A few data-driven asks that actually land:

  1. Call tracking clause – Require the group/hospital to track and share quarterly call hours by physician. Once measured, discrepancies become obvious.
  2. Extra-call premium – Anything beyond an agreed baseline (say 1:6) gets paid at a transparent rate (e.g., $1,000/night, $2,000/weekend).
  3. Tiered call – Holidays and high-intensity service lines pay more. Nights with in-house requirements pay more than home call.
  4. Call buy-down option – After X years or at certain age, physicians can reduce call for a known income reduction (10–20 percent), formalized in bylaws.

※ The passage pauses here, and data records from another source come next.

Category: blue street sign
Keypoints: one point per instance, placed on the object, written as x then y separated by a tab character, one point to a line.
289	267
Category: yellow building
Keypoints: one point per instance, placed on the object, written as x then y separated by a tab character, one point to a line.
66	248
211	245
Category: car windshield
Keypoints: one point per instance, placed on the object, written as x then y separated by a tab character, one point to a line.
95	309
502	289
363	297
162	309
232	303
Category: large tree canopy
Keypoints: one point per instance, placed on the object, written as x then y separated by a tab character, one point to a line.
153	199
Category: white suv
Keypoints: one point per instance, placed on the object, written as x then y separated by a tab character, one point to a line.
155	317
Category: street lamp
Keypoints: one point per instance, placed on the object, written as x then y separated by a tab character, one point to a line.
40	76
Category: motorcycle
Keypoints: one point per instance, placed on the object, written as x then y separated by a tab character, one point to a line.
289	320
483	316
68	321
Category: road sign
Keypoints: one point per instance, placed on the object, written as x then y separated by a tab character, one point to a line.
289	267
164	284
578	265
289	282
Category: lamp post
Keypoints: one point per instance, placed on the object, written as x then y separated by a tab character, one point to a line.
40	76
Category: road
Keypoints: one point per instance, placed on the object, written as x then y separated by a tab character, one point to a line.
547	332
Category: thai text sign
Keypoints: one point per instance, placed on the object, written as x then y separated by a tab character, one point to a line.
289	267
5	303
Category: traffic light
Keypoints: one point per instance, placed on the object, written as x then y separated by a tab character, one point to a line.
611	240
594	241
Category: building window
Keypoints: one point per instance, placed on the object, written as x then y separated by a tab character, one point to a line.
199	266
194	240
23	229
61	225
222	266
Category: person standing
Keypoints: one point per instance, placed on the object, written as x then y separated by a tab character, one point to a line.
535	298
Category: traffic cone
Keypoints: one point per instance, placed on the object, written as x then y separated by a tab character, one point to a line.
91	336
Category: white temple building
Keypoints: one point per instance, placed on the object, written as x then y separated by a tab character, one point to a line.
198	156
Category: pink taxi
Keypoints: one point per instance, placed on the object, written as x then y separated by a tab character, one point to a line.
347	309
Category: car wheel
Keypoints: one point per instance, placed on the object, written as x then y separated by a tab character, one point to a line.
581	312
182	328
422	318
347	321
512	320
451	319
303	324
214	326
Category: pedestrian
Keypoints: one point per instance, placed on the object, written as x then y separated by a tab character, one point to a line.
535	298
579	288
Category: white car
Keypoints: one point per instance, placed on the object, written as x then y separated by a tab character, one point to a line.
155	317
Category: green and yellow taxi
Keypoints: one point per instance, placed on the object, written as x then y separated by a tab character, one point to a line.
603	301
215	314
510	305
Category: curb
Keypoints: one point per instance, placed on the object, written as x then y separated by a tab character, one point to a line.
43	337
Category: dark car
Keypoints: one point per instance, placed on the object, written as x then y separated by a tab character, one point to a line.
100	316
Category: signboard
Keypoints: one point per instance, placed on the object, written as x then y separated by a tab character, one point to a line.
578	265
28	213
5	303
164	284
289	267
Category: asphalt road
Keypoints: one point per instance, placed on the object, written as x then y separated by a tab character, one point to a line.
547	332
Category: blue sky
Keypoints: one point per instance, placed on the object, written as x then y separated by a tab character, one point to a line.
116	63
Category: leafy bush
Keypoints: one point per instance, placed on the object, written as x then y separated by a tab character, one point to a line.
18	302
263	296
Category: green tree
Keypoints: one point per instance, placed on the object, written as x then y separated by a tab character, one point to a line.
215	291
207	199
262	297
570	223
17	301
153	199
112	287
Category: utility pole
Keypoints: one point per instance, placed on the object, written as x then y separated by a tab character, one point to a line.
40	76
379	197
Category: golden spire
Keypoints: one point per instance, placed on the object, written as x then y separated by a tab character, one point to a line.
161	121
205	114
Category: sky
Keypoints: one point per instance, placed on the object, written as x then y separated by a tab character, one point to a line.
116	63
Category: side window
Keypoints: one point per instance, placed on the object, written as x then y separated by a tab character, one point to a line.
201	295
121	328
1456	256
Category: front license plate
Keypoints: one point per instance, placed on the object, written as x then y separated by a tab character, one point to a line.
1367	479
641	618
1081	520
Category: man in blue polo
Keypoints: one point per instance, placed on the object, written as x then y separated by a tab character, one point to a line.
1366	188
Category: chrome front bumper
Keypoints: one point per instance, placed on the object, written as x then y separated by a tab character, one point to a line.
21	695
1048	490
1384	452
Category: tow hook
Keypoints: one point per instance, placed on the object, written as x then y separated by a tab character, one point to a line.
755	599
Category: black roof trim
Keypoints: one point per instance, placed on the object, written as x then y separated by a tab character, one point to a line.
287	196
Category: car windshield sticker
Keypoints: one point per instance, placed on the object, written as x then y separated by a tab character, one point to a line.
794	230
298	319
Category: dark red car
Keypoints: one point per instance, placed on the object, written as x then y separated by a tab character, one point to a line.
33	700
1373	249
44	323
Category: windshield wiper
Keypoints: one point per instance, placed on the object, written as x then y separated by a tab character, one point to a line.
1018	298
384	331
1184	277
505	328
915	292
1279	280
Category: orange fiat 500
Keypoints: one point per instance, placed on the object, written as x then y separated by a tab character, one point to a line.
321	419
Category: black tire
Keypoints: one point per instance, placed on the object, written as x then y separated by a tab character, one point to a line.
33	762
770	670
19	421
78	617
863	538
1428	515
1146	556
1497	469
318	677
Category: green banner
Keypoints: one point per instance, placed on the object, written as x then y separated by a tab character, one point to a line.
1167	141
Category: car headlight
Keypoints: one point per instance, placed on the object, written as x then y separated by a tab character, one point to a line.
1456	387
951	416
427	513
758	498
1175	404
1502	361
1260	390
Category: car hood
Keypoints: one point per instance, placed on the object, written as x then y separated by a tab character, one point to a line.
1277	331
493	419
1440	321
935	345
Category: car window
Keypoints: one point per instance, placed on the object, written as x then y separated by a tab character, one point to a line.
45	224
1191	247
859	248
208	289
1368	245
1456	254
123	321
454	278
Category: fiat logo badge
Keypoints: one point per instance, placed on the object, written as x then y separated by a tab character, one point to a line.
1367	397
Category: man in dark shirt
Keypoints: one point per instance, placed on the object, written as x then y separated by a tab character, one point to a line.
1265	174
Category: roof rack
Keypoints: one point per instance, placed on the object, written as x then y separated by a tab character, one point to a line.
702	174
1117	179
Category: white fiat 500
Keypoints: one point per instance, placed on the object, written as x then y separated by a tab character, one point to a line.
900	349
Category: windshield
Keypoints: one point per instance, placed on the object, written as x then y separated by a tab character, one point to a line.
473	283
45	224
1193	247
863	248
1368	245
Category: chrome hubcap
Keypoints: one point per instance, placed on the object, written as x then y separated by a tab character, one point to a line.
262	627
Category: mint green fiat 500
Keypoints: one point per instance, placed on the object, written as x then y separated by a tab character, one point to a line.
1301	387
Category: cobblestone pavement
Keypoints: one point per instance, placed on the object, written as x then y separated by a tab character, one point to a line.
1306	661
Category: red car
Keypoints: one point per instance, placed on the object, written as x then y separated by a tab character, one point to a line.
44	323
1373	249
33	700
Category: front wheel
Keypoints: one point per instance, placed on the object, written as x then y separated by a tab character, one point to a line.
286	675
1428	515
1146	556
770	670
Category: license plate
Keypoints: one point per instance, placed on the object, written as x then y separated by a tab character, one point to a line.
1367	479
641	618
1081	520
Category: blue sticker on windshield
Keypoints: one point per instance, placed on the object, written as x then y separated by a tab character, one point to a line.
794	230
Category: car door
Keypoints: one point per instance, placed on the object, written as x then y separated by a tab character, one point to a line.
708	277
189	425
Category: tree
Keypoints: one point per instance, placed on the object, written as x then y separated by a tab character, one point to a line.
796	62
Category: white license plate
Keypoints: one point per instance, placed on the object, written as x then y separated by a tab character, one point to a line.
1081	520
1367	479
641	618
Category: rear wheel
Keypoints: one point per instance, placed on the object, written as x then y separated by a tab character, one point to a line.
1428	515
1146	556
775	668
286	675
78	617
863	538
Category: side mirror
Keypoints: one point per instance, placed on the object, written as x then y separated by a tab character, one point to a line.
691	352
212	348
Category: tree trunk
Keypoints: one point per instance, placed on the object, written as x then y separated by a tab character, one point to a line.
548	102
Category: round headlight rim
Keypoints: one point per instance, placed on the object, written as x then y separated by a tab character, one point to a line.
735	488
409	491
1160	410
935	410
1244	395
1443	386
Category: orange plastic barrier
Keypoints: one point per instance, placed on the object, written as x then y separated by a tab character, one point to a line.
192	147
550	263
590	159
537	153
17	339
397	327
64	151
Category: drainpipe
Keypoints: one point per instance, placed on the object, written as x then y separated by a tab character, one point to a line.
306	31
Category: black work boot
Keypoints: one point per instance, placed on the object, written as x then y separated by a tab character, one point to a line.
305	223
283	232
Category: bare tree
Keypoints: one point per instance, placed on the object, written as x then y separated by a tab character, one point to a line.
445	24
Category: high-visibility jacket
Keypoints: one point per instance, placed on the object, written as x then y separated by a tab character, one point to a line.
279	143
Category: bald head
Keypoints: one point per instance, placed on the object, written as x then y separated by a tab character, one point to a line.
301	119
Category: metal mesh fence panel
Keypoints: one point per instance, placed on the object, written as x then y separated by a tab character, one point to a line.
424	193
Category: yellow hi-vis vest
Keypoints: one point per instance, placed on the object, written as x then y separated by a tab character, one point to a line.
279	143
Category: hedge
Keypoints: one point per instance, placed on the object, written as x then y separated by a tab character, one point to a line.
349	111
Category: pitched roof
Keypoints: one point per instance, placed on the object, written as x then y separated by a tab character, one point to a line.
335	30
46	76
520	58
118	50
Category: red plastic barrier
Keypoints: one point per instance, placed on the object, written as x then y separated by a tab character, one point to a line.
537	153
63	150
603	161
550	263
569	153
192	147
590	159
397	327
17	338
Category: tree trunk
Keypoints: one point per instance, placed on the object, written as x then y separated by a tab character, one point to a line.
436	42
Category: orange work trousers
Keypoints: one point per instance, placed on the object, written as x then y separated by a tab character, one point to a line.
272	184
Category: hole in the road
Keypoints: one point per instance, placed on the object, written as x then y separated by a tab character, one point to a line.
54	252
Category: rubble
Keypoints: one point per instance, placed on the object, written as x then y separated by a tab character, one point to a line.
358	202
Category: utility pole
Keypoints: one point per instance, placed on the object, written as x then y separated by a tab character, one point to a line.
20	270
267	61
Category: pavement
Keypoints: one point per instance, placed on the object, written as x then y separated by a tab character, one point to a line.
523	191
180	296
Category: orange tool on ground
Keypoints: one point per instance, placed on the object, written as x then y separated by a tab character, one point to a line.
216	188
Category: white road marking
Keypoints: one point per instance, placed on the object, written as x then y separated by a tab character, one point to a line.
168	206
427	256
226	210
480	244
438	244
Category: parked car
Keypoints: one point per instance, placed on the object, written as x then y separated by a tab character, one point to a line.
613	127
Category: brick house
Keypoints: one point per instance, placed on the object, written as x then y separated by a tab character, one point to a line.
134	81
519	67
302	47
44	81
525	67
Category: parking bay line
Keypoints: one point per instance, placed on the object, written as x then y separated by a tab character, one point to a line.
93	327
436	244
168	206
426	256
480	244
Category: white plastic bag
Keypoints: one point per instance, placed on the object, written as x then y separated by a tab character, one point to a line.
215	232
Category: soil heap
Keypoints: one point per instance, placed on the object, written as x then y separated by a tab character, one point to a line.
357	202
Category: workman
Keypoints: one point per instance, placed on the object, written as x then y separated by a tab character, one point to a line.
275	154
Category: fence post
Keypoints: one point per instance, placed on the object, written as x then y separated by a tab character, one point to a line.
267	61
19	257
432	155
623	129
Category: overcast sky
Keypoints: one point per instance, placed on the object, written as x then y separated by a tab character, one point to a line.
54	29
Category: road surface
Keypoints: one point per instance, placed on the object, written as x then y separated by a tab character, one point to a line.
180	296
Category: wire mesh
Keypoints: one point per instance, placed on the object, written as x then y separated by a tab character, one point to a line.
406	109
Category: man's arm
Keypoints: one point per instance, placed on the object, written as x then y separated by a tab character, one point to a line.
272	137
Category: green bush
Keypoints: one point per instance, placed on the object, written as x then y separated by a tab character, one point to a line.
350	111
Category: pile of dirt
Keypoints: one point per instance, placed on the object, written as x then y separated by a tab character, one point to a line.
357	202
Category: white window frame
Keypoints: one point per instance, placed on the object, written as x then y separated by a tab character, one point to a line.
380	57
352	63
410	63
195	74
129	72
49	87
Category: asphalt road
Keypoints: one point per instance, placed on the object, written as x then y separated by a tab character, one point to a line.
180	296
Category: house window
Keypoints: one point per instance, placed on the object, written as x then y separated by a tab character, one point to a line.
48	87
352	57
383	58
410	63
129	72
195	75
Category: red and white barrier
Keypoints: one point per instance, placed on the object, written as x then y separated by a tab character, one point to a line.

You will not win all of these, but bringing a clean spreadsheet that shows effective hourly pay across call scenarios changes the tone of the conversation. You stop sounding “entitled” and start sounding like someone who understands the business.


10. Key Takeaways

  1. Call is rarely free. Once you quantify call hours and adjust for disruption, many physicians are effectively discounting their work by 20–40 percent.
  2. Fairness tracks transparency. Groups that explicitly price call—often in private practice—tend to be closer to equitable; hospital-employed and high-intensity specialties frequently underpay call.
  3. Your best defense is arithmetic. For any job, compute total hours (day + call) and effective hourly pay, then compare across offers. The job with the highest base salary is often not the best deal once call burden is priced honestly.